Using a butchers chopping block you would be chopping into the end grain of beech so it would'nt really matter about it being straight grained there is a reason why they use beech but i cannot remember it. The local butcher would bring his block to our workshop to have it made flat again he then brought a plastic one which we put through the thicknesser just before we were going to change the blades because it would have knackered the blades in the end he threw out the plastic and returned to use'ing beech
 
Hello @Derek Cohen (Perth Oz),

Thank you for the fascinating write-up.

One thing I did not see mentioned is handling the plane when taking it to the workpiece and off of the workpiece.

It may not sound like much, but (at least for me) with the upright handle (a default option in most low-angle planes), the centre of mass feels wrong, too far forward from the tote.

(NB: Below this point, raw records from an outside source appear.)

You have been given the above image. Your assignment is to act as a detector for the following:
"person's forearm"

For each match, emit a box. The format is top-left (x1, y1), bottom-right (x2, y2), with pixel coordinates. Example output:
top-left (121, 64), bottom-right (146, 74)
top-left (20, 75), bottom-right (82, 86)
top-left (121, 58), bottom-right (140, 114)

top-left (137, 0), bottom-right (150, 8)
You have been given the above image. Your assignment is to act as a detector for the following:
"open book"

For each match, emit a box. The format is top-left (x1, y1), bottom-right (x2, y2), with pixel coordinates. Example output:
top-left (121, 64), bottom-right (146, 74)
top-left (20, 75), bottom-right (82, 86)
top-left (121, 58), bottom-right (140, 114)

I am used to taking the plane to and from the workpiece with one hand. With the upright handle (regardless of what stance I use, lower/higher) my wrist begins to hurt pretty quickly after I have lifted the plane off the workbench and put it back a couple of dozen times in one session. This is never an issue with the Bailey style planes/handles, even when I use No 7.

Question: are there any technical drawings of the better-fitting handles, like the ones that Veritas offers on their website for Bailey planes?
 
It's not just the norris adjuster the very low angle makes the lateral adjuster less effective and makes a curved iron flatter. None of which is relevant with very fine cuts. As I mentioned I like my planes to be able to hog stuff off a bit. It's more the feel I dislike tbh and just like the Japanese shokunin I've used and old Bailey plane for 35 years and have an expectation of what my plane feels like almost regardless of its effectiveness.